Acquitting ourselves of any intention of construing this state statute beyond its application to the case in hand, we may say that what the quoted provision seems to do is to enlarge the common law process of execution in replevin by awarding a writ of retorno habendo, not alone in a case where goods have been replevied and judgment is for the defendant, as at common law, but in any case to the successful partywhether defendant or plaintiff-who is not in possession of the goods, against the unsuccessful party–whether plaintiff or defendant—who is in possession of the same. But it is not necessary for us to construe the statute thus far, because the goods having been replevied by the plaintiff and the judgment being for the defendant, it is just such a judgment as could be rendered at common law, to enforcé which the common law writ of retorno habendo or fieri facias is, according to the character of the verdict, appropriate.

[7] The verdict being in part for a sum of money without words indicating for what it was awarded, whether "damages" or the "value" of the chattels replevied, the Purchaser attacks the judgment entered on the verdict as invalid, because, if for damages, the only “damages” contemplated by the Pennsylvania statute, as it contends, are damages for the caption and detention, and if for the "value” of the property taken, as allowed by the Pennsylvania statute, the verdict fails to disclose a finding of that kind.

If section 7 of the Pennsylvania statute provides in a case like this a procedure in any way different from that at common law, there might be merit in this contention; but the quoted section of the Pennsylvania statute, so far as it is applicable to a case where goods have been replevied and verdict is for the defendant, is but declaratory of the common law. At common law, judgments of several kinds may be entered for the defendant according to which party has possession of the goods at the time of trial and whether they can be reached and returned by a writ of retorno habendo. These different judgments at common law are very clearly defined in the case of Clark v. Adair, 3 Har. (Del.) 113, an early decision by the courts of Delaware, a jurisdiction that adheres more closely to common law practice and procedure as they were before the Hilary Rules and Procedure Acts than any other jurisdiction. In this case the court said: "The judgment for the defendant depends on the pleadings and verdict.

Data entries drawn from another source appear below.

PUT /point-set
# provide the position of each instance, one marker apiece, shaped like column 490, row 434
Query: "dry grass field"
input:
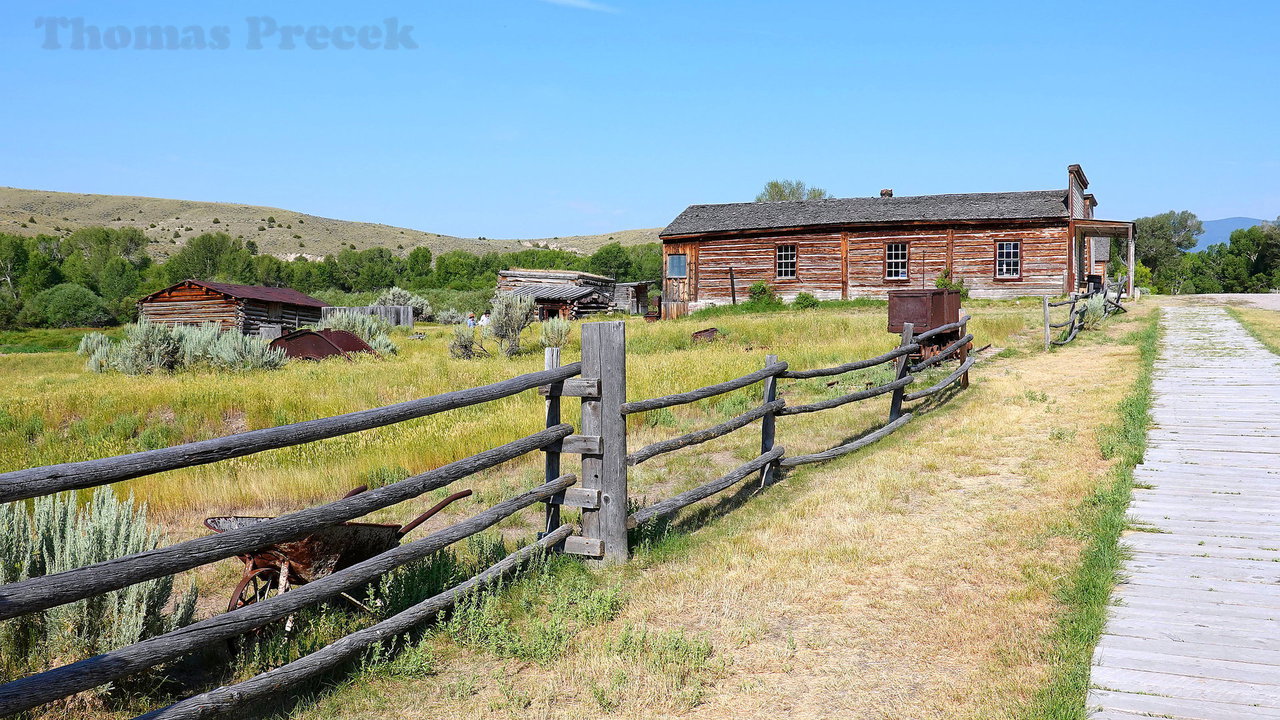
column 917, row 578
column 293, row 233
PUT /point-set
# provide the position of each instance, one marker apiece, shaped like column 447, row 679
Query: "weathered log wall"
column 835, row 264
column 191, row 305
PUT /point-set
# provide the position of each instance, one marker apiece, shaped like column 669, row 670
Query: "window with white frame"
column 786, row 261
column 677, row 265
column 895, row 260
column 1009, row 260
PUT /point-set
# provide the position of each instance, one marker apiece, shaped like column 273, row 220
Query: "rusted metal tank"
column 312, row 345
column 924, row 309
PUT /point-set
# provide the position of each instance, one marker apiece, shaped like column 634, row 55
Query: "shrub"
column 511, row 315
column 150, row 347
column 762, row 294
column 946, row 282
column 401, row 296
column 65, row 305
column 451, row 317
column 554, row 332
column 56, row 537
column 91, row 343
column 805, row 301
column 465, row 345
column 370, row 328
column 1095, row 311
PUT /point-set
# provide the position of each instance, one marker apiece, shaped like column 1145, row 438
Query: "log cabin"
column 560, row 294
column 268, row 311
column 999, row 244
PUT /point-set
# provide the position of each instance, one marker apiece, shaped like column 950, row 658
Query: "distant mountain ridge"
column 275, row 231
column 1220, row 231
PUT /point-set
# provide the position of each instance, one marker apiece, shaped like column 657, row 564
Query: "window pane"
column 895, row 260
column 677, row 265
column 1009, row 259
column 786, row 261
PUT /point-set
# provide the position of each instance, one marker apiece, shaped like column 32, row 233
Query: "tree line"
column 1249, row 261
column 95, row 276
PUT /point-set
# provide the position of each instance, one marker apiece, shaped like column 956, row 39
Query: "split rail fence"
column 598, row 381
column 1078, row 302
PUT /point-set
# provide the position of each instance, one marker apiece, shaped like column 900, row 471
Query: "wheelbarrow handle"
column 434, row 509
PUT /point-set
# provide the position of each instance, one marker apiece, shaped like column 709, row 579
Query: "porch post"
column 1132, row 269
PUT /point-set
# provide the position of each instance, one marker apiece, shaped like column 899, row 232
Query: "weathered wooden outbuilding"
column 560, row 294
column 1000, row 244
column 268, row 311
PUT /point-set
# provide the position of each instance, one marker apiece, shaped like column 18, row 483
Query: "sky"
column 549, row 118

Under the plea of property, the defendant, if it be found for him, is entitled to judgment for the return of the property (pro retorno habendo > and damages for the taking upon the writ. 1 Salk. 93, Butcher v. Porter, s. C., Vin. 249; 5 Mass. Rep. 343, Powell v. Hinsdale; 5 Serg. & Rawle, 135. Easton v. Worthington. But that is not the only common-law judgment, for it is expressly laid down by Lord Chief Justice Hale in his commentary on Fitzherbert's Natura Brevium, that 'if defendant claims property, or says that he did not take, etc., if in the meantime the beasts die or are sold, 80 that he cannot have a return, he may recover all in damages if it be found for him ;' and cites Year Book 7, h. 4, 18; Fitz. N. B. 159, note c.